Post by RealNC » 30 Sep 2020, 16:56

I implemented something like this a couple months ago (for a RetroArch emulation core.) When you need to either time something, or wait for another thread/core to finish its work, you have basically two choices. Sleep for a certain time period or until the other thread has finished, or check the current time or the other thread's status over and over again to determine if enough time has passed yet or the other thread has finished.

Sleeping puts the CPU core to... sleep. That means the power management of the CPU core kicks in. The CPU core doesn't wake up instantly though after the CPU load rises again. It can take some time. This results in FPS fluctuations.

If you don't sleep but instead run code that constantly checks if it's OK yet to resume, then this will prevent the CPU from powering down. The code itself that does the checking is preventing the CPU from powering down because the CPU has to constantly run that code. Thus, less FPS fluctuations as the CPU is constantly operating in its fastest power mode.

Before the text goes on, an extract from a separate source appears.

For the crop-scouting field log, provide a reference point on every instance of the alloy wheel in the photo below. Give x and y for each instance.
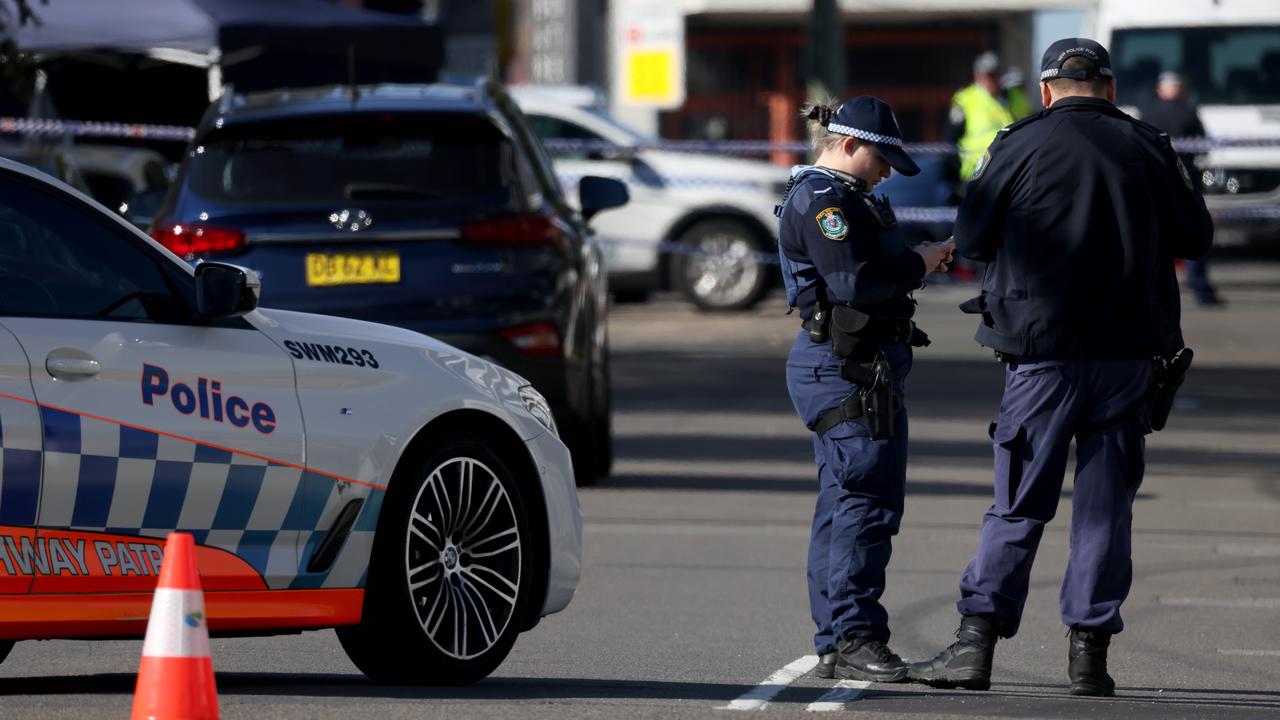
(721, 270)
(464, 557)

Games usually don't want to prevent the CPU from powering down, so they choose the sleep method. This is because this really only becomes a big issue if the game is very light on the CPU, and thus you get high FPS anyway. FPS fluctuations at very high framerates isn't really an issue. If the game is heavy on the CPU, then it doesn't have much time to power down anyway.

Edit:

An additional factor that results in some FPS fluctuation with code that sleeps is the timing itself. When you want to sleep for, say 3.7ms, you usually don't get to actually sleep for that exact amount of time. That's because the operating system itself doesn't provide the timing accuracy. Windows for example can support an accuracy of 0.5ms at best, but usually it's difficult to even reach that. Windows (or Linux, or macOS) aren't real-time OSes. There is going to be some fluctuation in the timing accuracy, so this alone adds a bit to frametime fluctuations, and thus FPS fluctuations due to these timing inaccuracies in the whole chain from the game itself to the OS and drivers.

If you don't sleep but instead run code that constantly checks, the timing accuracy is greatly increased, because you're measuring the time yourself rather than rely on the operating system's timing.